Key Takeaways for Investors

  • Demand/mix tailwinds and pricing drove a clean top-line/EPS/EBITDA beat; mix shift toward higher-yield Medicare (FFS+MA) and low bad debt were key contributors .
  • Labor productivity benefited from record occupancy and lower premium labor; watch group medical inflation (expected to ease in H2) .
  • Guidance raised early in the year suggests estimate revisions upward; upside levered to volume/mix sustainability and manageable audit activity .
  • Capacity expansion remains the core earnings algorithm (de novos + bed adds); prefab accelerates speed-to-market; leverage at 2.1x supports both growth capex and buybacks .
  • Risks: audit/TPE lumpiness, benefits cost inflation, MA authorization friction; none appear thesis-breaking per management’s tone and planning .
  • Near-term: seasonality and H2 skew of pre-opening costs could temper sequential margins; medium-term FCF supports continued shareholder returns alongside growth .
  • Stock catalysts: sustained same‑store growth, continued payer mix favorability, and incremental bed announcements could support multiple and estimates; any regulatory clarity on MA pre-auth/network adequacy would be a positive .
Additional data references:
- Full Q1 2025 8‑K press release and supplemental schedules (revenues, EPS, Adj.
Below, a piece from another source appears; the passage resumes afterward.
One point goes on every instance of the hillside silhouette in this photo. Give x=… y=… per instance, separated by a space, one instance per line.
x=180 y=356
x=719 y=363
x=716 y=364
EBITDA, FCF, KPIs, guidance) **[785161_0000785161-25-000018_ehcearningsrelease33125.htm:0]** **[785161_0000785161-25-000018_ehcearningsrelease33125.htm:3]** **[785161_0000785161-25-000018_ehcearningsrelease33125.htm:5]** **[785161_0000785161-25-000018_ehcearningsrelease33125.htm:11]** **[785161_0000785161-25-000018_ehcq12025earningsslides_.htm:2]** **[785161_0000785161-25-000018_ehcq12025earningsslides_.htm:4]**. 
- Q1 2025 earnings call transcript (labor, mix, tariffs, audits, capital allocation) **[785161_EHC_3423476_3]** **[785161_EHC_3423476_4]** **[785161_EHC_3423476_6]** **[785161_EHC_3423476_11]** **[785161_1976238_14]**. 
- Q4 2024 8‑K (prior-quarter comps and initial FY25 guidance) **[785161_0000785161-25-000003_ehcearningsrelease123124.htm:0]** **[785161_0000785161-25-000003_ehcearningsrelease123124.htm:3]** **[785161_0000785161-25-000003_ehcearningsrelease123124.htm:6]**. 
- Q3 2024 press release (two-quarter trend context) **[785161_20241028CL41887:0]**.